さて、消費者が求める中古物件とはどのようなものであろうか。これについて、新築と比較して中古も考えるという中古許容派の人に注目し、検討する中古物件の条件を聞いたところ、1位が「価格が安い(59.9%)」、2位が「立地がよい(56.7%)」、そして3位が「バスルームやトイレが新しくてきれい(43.9%)」という結果となった。

「バスルームやトイレが新しくてきれい」という回答が、「耐震性や断熱性などがしっかりしている」(4位39.2%)よりも多かったのは意外だが、中古を検討する消費者のうち、9割以上が新築と比較検討したうえで中古を検討するということを考えると、売れる中古物件は最低限でも見た目のきれいさが必要とされる。

住まいを選択する際に最も重視すること


リノベーション物件が大きな可能性を秘める

市場動向編でも述べた通り、中古マンション市場は消費者の意識の変化や政府のストック重視の住宅政策により、成長が見込まれる。

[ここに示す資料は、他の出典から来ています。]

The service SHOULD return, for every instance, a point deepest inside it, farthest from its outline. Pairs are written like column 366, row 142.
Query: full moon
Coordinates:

しかし、今回のアンケート結果から、現在の中古物件に対しては、購入後に追加で必要となる費用の不透明さや、耐震強度や修理履歴など品質を判断するための情報の少なさが不安要素になっており、その結果、価格などで魅力を感じながらも新築を選択している消費者が少なくないことも浮き彫りとなった。中古でも見た目が重要という結果と併せて、刷新工事を施したリノベーション物件の今後の動向が注目される。

また、リノベーション物件参入企業のほとんどが耐震強度保証付きで販売するようになっているほか、中古住宅にも設計図面、工事プロセスの記録、メンテナンスや修繕の記録をきちんと残そうという取り組みが始まっている。

こうした取り組みにより今後、購入者の潜在的な不安感を取り除いていくことができれば、中古マンション市場はさらに有望な市場として成長していくことができるだろう。